Benchmarks and datasets
CONVOLEARN: Fine-Tuning Dialogic AI Tutors
Dataset of 2,134 teacher-student dialogues labeled across six learning-sciences dimensions to train and evaluate dialogic tutoring behavior in LLMs.
Psychometric Analysis of MRBench V2
Applied CFA, IRT, G-theory, and measurement invariance testing to validate MRBench V2. Found six of eight dimensions form a coherent scale (CFI=0.998, Grel=0.974) but detected non-equivalence across model sizes.
Decoding Actionability in Teacher Observation Feedback
Fine-tuned RoBERTa on 662 annotated feedback examples to classify actionability, then scaled to 12,000+ instances to identify linguistic patterns distinguishing actionable from vague feedback.
AI system evaluation
CantoTalk: Probing Teacher Expertise From Fine-Tuned Representations
Fine-tuned five LLMs on 7,518 Cantonese teacher utterances to classify talk moves (micro-F1=0.81).
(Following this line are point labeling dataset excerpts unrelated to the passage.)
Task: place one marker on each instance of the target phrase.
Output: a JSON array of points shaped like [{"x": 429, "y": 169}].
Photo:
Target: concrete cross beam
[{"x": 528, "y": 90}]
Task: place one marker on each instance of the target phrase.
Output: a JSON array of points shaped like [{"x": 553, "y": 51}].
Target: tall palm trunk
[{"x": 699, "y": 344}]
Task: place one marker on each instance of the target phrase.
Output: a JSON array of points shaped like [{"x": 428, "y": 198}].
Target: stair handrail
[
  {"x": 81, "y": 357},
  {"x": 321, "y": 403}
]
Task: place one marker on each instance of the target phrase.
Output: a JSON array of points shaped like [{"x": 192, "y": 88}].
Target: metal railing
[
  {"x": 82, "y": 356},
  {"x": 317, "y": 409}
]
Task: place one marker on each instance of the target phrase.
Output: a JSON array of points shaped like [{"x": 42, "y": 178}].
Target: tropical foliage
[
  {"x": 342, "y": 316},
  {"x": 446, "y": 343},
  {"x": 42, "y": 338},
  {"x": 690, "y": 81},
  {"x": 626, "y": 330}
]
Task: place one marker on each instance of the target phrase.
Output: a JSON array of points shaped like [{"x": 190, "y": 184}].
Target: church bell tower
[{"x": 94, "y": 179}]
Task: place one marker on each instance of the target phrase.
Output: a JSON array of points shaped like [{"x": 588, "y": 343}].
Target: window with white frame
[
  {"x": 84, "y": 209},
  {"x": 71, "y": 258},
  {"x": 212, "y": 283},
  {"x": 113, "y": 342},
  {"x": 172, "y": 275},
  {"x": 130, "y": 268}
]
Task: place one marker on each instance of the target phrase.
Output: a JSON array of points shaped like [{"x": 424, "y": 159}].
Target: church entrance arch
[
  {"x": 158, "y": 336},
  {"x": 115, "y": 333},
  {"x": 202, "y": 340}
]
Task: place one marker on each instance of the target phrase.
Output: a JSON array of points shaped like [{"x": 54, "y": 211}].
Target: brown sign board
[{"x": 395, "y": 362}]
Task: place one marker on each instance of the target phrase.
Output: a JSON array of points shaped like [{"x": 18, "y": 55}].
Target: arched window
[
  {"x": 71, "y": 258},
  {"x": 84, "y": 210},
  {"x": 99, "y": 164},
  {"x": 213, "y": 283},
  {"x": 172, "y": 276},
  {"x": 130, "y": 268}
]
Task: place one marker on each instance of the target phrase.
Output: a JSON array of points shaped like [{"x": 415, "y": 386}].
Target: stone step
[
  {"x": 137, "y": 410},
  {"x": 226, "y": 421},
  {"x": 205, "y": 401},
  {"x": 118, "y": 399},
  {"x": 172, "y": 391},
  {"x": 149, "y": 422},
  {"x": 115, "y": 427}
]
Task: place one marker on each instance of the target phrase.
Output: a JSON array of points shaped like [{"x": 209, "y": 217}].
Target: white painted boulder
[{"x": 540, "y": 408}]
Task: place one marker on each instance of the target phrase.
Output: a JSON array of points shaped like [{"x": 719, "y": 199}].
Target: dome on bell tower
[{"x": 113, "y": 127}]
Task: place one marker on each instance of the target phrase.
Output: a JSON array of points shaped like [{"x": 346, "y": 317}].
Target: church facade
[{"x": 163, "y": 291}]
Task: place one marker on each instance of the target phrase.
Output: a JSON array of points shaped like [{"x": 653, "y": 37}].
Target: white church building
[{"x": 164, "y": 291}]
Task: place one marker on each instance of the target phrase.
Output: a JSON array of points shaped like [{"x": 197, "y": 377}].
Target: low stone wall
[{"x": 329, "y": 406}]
Probed embeddings to show teacher expertise is linearly separable and clustering reveals three distinct discourse styles.
ClaimCLAIRE: Trust-Aware Multi-Component Fact-Checking
Built a fact-checking agent integrating component-aware decomposition, trust-modulated retrieval, and adaptive gap-filling. Achieved 84.27% accuracy on AVeriTeC by balancing evidence comprehensiveness with source reliability. Accepted for oral presentation at TrustNLP @ ACL 2026.
A Bigger Catch: Fine-Grained Curriculum Alignment on MathFish
Built a three-stage pipeline (hard negatives, cross-encoder reranking, ReAct agent) to predict which of 385 Common Core standards a math problem aligns to, achieving 31.3% exact match (6.5× baseline). Accepted at 21st BEA @ ACL 2026.
Applied psychometrics
SELOS: Social and Emotional Learning and Orientation Scale
Developed and validated an 8-item SEL scale in Hindi with 4,352 students. EFA and CFA revealed a two-factor structure with strong reliability and partial measurement invariance across gender.
CSEL: Measuring Teacher Beliefs About Classroom SEL
Developed a scale measuring teachers' beliefs about classroom SEL with 2,097 teachers. Factor analysis revealed three dimensions (management, culture, relationships) that predict teacher well-being and correlate with emotional intelligence.
DiPeCoS: Digital Pedagogy Competence Scale
Created an 8-item scenario-based assessment of teachers' digital pedagogy competence, validated with 1,315 teachers using IRT. Items show good discrimination and appropriate difficulty, forming a unidimensional construct grounded in UDL.
Real-world outcome evaluation
Game-Based Learning: Building Knowledge and SEL Competencies
Designed a course centered on 'Bury me, my Love' and tested it with 201 adolescents across India and UAE. Found significant increases in both migration knowledge (p<0.001) and empathy/compassion, with interesting gender effects.
Equilibrium in Empathic Response Predicts IWAH
Used polynomial regression with response surface analysis on 634 Indian adolescents to show that equilibrium in empathic concern and personal distress predicts identification with all humanity, while directional disequilibrium (EC>PD) provides no additional benefit.
Global Citizenship Identity Mediates Knowledge, Skills, and Engagement
Mediation analysis with 249 participants showing global citizenship identification accounts for 70.7% of critical inquiry's effect on engagement, 39.9% of awareness's effect, and 33.6% of empathy's effect. Critical inquiry has no direct effect without identity.